After that, housing starts rose - recovering to 179,402 units in 2015. However in 2016, housing starts posted a sharp decline by 35.7% to 115,411 units, amid declining house prices.
Chile's successful housing program
Chile may seem to have enough land to house its 17 million people, but most arable land is concentrated in the Central Valley.
A housing shortage still exists in Chile, but has been reduced by a very successful housing policy. The Ministry of Housing and Planning (Ministerio de Vivienda y Urbanismo or MINVU) was created in the 1970s, which has dominated the housing sector since. It is the country’s largest real estate firm, and its second largest mortgage bank.
The special law Decreto con Fuerza de Ley 2 (DFL-2) encouraged affordable housing of less than 140 square metres (sq. m). DFL-2 properties are exempt from income tax, and enjoy 50% off the Real Estate Tax for corresponding periods, according to land area.
Fiscal discipline, strong economic management
In May 2010, Chile became OECD´s first Southern American member, highlighting reduction of poverty from 45% in the late 1980s to around 14% in 2009. There were other advances, such as strengthening of state institutions and fighting corruption.
Fiscal discipline is one of the pillars of Chile’s solid international image. From 2000 to 2012, Chile recorded an average budget surplus of 1.7%, reaching a record high of 8.8% of GDP in 2007. The budget surplus not only transformed Chile from a debtor to a creditor country, but also placed the country in solid position to weather global economic volatility.
During the 2009 recession, the Chilean government increased spending by 16%, availing of funds specially set aside from sales of copper profits.

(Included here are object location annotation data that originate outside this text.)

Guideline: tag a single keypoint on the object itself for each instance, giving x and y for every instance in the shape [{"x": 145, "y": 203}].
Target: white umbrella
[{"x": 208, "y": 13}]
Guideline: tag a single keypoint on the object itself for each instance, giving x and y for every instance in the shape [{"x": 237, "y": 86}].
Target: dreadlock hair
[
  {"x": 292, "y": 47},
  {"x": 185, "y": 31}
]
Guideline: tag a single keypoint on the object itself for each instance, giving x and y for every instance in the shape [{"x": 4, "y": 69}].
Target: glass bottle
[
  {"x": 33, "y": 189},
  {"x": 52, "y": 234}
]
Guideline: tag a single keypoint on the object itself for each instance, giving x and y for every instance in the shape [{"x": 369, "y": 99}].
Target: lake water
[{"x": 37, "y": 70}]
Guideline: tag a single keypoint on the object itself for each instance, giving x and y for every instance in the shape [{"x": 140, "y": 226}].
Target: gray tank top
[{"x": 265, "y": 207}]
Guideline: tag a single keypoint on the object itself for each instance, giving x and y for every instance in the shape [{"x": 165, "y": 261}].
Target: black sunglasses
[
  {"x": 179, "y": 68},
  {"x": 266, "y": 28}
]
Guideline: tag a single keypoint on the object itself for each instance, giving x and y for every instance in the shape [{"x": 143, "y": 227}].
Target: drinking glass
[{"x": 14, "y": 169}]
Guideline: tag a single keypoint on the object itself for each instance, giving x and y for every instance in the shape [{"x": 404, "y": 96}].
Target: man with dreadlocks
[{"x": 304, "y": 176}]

A fiscal stimulus program worth around 2.4% of GDP was implemented, which led to a fiscal deficit of around 4.7% of GDP by the end of 2009. The deficit narrowed to 0.5% of GDP in 2010 as the economy recovered.
Chile posted a fiscal surplus of 1.3% of GDP in 2011, followed by a surplus of 0.6% in 2012. However, there followed three years of fiscal deficits: 0.6% in 2013, 1.6% in 2014, and 2.2% in 2015, due to the decline of income from Chile's main export commodity, copper.
In 2016, the fiscal deficit was estimated to be around 3.1% of GDP and is expected to widen further to 3.3% of GDP in 2017, according to Finance Minister Rodrigo Valdés.
Currently, Chile's unemployment is subdued, at 6.7% as of April 2017, despite its restrictive and complicated labour laws, and relatively generous social benefits.
Chile's annual inflation rate in May 2017 was 2.6%, down from 4.2% in May 2016. The central bank predicts that average inflation in 2017 will be around 2.6%.
Chile is set to elect a new president in November 2017, which marks the end of Michelle Bachelet's term as president. Front runners include former president Sebastián Piñera, representing the conservative Chile Vamos coalition, and centre-left candidate Senator Alejandro Guillier.